Demenz: Symptome

Veröffentlicht von: Onmeda-Redaktion (13. November 2014)

Die mit einer Demenz verbundenen Symptome sind sehr vielfältig: Wie sich die Erkrankung auswirkt, hängt teils von ihrer Ursache und von ihrem Stadium ab, ist aber auch in jedem Einzelfall unterschiedlich.

In jedem Fall ist eine Demenz durch Symptome einer Hirnleistungsstörung gekennzeichnet, die typischerweise die geistige Leistungsfähigkeit (v.a. in Bezug auf Denken und Wahrnehmen) betreffen.

Das für jede Demenz wichtigste Anzeichen ist das nachlassende Erinnerungsvermögen. Während das Kurzzeitgedächtnis früh beeinträchtigt ist, verblasst die Erinnerung an Vertrautes und früher Erlerntes jedoch erst in späten Demenz-Stadien. Daneben können weitere ähnliche Demenz-Symptome hinzukommen – unter anderem:

  • Störungen der Orientierung
  • Störungen der Sprache (z.B. Wortfindungsstörungen)
  • Störungen der Auffassung
Eine Frau setzt einem alten Mann eine Mütze auf. © Jupiterimages/iStockphoto

Bei Menschen mit Demenz lässt das Erinnerungsvermögen immer weiter nach.

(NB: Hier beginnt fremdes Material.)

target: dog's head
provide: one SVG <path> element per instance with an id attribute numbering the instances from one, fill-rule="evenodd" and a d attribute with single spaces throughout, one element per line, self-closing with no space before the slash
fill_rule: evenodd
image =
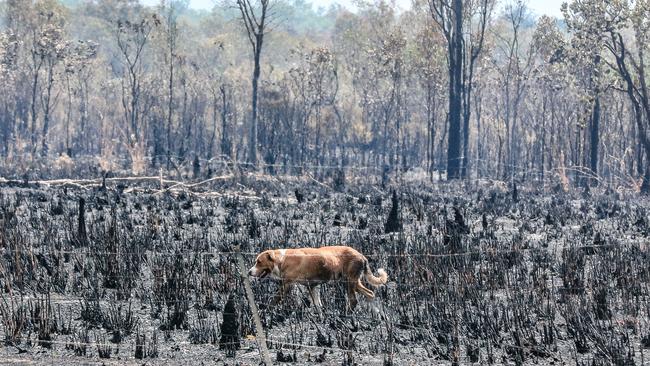
<path id="1" fill-rule="evenodd" d="M 255 259 L 255 265 L 248 271 L 249 276 L 264 278 L 273 273 L 277 268 L 275 263 L 275 255 L 272 250 L 266 250 Z"/>

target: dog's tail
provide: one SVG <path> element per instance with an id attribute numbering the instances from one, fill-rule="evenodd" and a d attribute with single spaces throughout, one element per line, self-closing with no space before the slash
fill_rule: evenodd
<path id="1" fill-rule="evenodd" d="M 385 285 L 386 282 L 388 282 L 388 273 L 383 268 L 379 268 L 377 270 L 377 274 L 379 276 L 375 276 L 372 274 L 372 271 L 370 270 L 370 266 L 368 265 L 368 261 L 366 260 L 364 263 L 364 270 L 363 270 L 364 277 L 366 277 L 366 280 L 368 283 L 375 287 L 379 287 L 381 285 Z"/>

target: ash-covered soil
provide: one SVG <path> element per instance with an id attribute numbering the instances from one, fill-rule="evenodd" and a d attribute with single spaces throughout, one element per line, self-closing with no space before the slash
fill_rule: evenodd
<path id="1" fill-rule="evenodd" d="M 350 245 L 389 273 L 351 314 L 342 284 L 321 286 L 322 316 L 304 289 L 272 308 L 277 284 L 253 281 L 276 362 L 650 363 L 647 199 L 330 186 L 5 184 L 0 363 L 257 365 L 237 245 L 246 266 L 268 248 Z"/>

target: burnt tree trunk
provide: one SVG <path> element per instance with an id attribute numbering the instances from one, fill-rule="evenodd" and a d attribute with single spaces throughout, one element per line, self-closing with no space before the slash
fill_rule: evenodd
<path id="1" fill-rule="evenodd" d="M 461 114 L 463 89 L 463 1 L 453 0 L 454 30 L 449 45 L 449 135 L 447 179 L 461 178 Z"/>

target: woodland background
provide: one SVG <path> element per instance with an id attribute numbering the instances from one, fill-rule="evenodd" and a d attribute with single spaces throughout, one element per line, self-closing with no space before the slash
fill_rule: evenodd
<path id="1" fill-rule="evenodd" d="M 358 8 L 0 1 L 0 173 L 226 161 L 650 190 L 649 1 Z"/>

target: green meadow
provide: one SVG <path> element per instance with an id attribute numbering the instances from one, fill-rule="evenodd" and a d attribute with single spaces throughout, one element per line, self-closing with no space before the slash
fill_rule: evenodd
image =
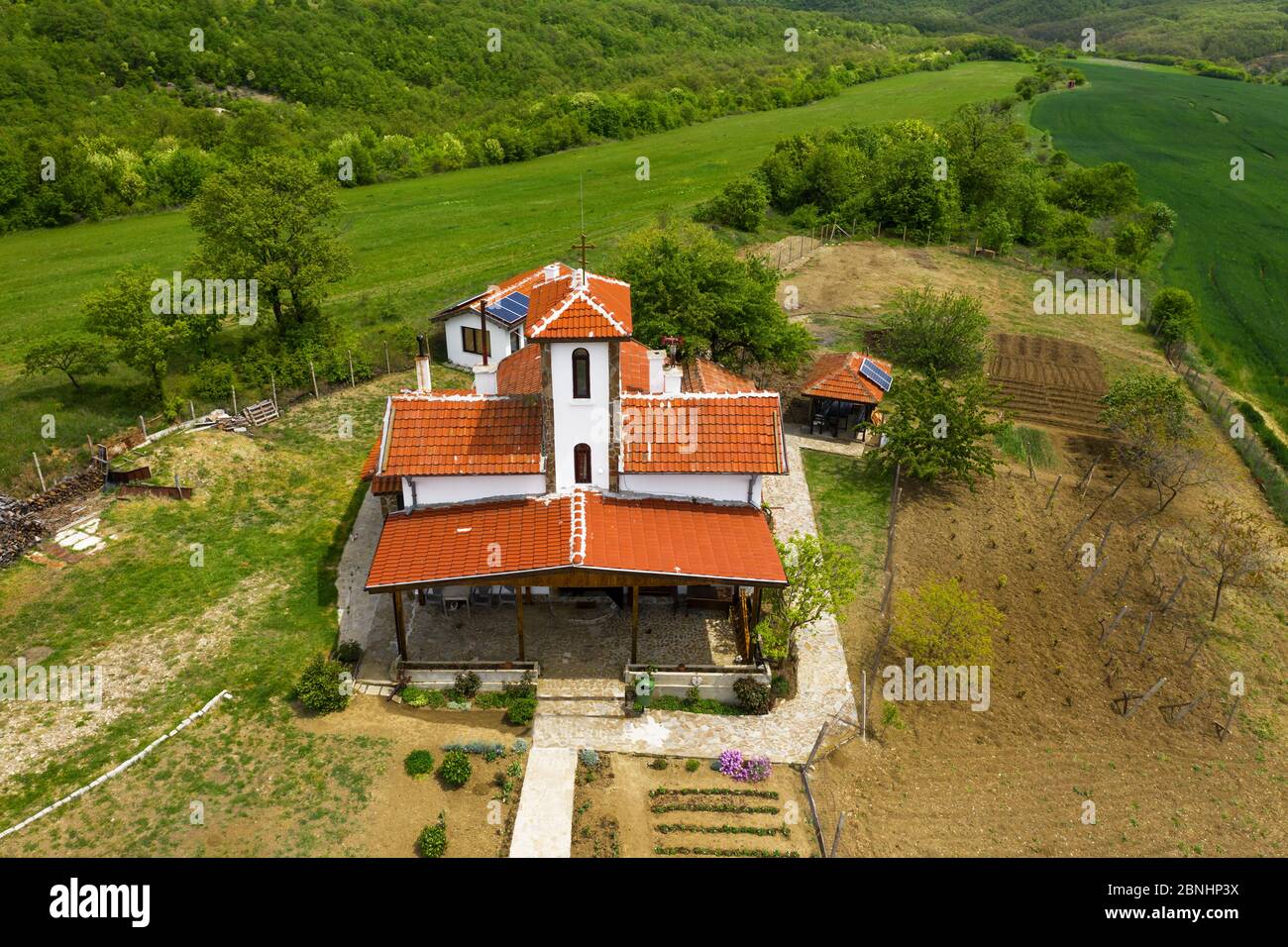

Wer dement ist, zeigt auch Beeinträchtigungen, die nicht die Denkfähigkeit betreffen: So treten bei einer Demenz verschiedene Verhaltens- und psychische Symptome auf, deren Häufigkeit, Dauer und Ausprägung von Fall zu Fall sehr unterschiedlich ist.

Infolge der Demenzerkrankung ist die Gefühlskontrolle zunehmend gestört, wodurch sich die Persönlichkeit (bzw. das Wesen) der Betroffenen verändert: Demente Menschen können beispielsweise vermehrt Unruhe mit erhöhter Anspannung, Enthemmung, Euphorie oder Aggressionen oder Weinanfälle entwickeln. Oft sind bei einer Demenz auch eine gesteigerte Bewegung und häufige Wiederholungen gleicher Bewegungsabläufe zu beobachten. Häufigstes Verhaltenssymptom ist jedoch die Teilnahmslosigkeit (Apathie). Verbreitet treten bei einer Demenz phasenweise depressive Symptome auf; seltener kommt es infolge von Demenzen zu Angst.

In späten Stadien der Demenz können körperliche Symptome wie gestörter Tag-Nacht-Rhythmus, Blasenschwäche (Inkontinenz) oder Verstopfung hinzukommen.

Nicht nur die Betroffenen selbst sind durch ihre Demenzerkrankung erheblich in ihren alltäglichen Aktivitäten beeinträchtigt. Auch für Angehörige beziehungsweise betreuende Personen sind die mit der Demenz einhergehenden Symptome teilweise extrem belastend.